The ways in which technology is moving in opposite directions are highlighted by the experience of Microsoft, which in 2020 made one of the bolder environmental commitments in corporate history. By 2030, the technology company promised, it would be carbon negative and by 2050 it would have offset all the emissions it had generated since its birth in 1975. But Microsoft still has a long way to go. Last month, it reported that its emissions had increased. 29 percent from 2020 while continuing to invest massively in data infrastructure.

This week, the company announced it would invest $3.2 billion over the next two years to expand its cloud computing infrastructure in Sweden. In total, Microsoft intends to spend more than $50 billion this year on data centers in what an analyst has called “The largest infrastructure construction humanity has ever seen.” Data consultancy Gartner forecasts that global data center spending will rise 10 percent this year to $260 billion.

Additionally, Microsoft and OpenAI, the AI ​​startup it heavily backs, also plan to invest up to $100 billion in building a US-based supercomputer and data center, according to Information.

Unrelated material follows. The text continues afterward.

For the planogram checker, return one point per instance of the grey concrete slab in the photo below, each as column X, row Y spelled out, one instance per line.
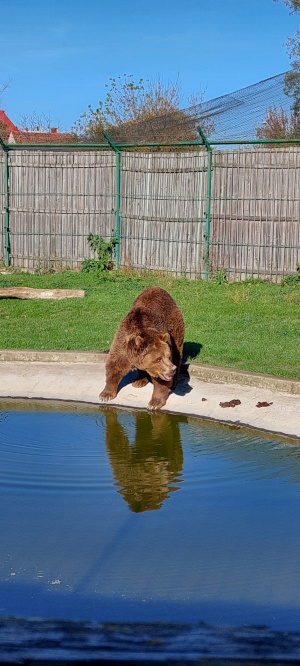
column 82, row 378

The large data infrastructure required to run energy-intensive generative AI models is already causing environmental damage. As Microsoft noted in its latest sustainability report, the infrastructure and electricity needed to power the latest technologies create “new challenges to meeting sustainability commitments across the technology sector.” Although the company remained optimistic that it would achieve its long-term goals of becoming carbon negative, water positive and zero waste, it acknowledged that it was not yet on track to reduce indirect emissions and replenish more water than is used in its centers of data.

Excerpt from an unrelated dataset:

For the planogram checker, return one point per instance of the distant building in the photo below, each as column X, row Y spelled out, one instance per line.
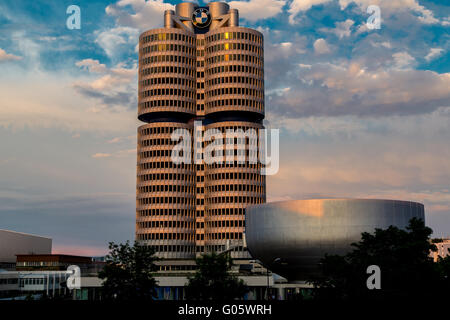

Researchers are working hard to make AI models do more with less energy, which clearly has great financial and environmental appeal. As part of its green commitment, Microsoft is also spending heavily on renewable energy. Last month, the corporate giant pledged to bring 10.5 gigawatts of renewable energy online in the US and Europe in partnership with Brookfield Asset Management. The additional capacity, equivalent to powering 1.8 million homes, will cost approximately $10 billion.

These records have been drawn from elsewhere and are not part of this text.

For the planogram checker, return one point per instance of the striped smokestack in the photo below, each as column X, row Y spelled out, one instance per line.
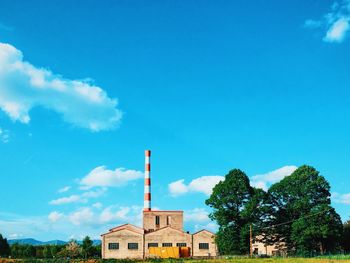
column 147, row 198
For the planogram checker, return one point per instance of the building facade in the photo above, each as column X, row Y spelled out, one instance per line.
column 161, row 229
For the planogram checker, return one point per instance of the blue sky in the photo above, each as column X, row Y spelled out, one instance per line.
column 208, row 86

The company is making some wilder bets small modular nuclear reactors to produce carbon-free energy. It also agreed to buy electricity generated by nuclear fusion from Helion Energy by 2028 (assuming it can be produced by then). Helion is a startup generously funded and backed by Sam Altman, CEO of OpenAI.

Big AI companies argue that, in the grand scheme of things, the energy demands of the digital economy remain comparatively small. According the International Energy Agency, data centers account for less than 1.5 percent of global electricity use. But what is disconcerting is how quickly they are growing. The IEA predicts that by 2026, data centers could consume 1,000 terawatt hours of electricity, more than double that of 2022 and about the same usage as Japan.

Since the environmental disadvantages of AI are so evident, it is even more imperative to grasp the advantages. One of the most intriguing fields is weather prediction, which can help us adapt to climate change. In November, Google DeepMind researchers GraphCast presentedan AI model that is more accurate (and more energy efficient) at making 10-day weather forecasts than conventional methods.

As more countries consider geoengineering responses to climate change, such as cloud seeding and carbon capture, AI researchers are also focused on modeling potential impacts. “Weather issues related to national security are a huge issue right now,” the CEO of an artificial intelligence company tells me. “People assume geoengineering is going to happen and want to know what the effects will be.”

For now, the environmental costs of AI are real, while the benefits remain more unclear. It is time for the industry to deliver more on its ambitious promises.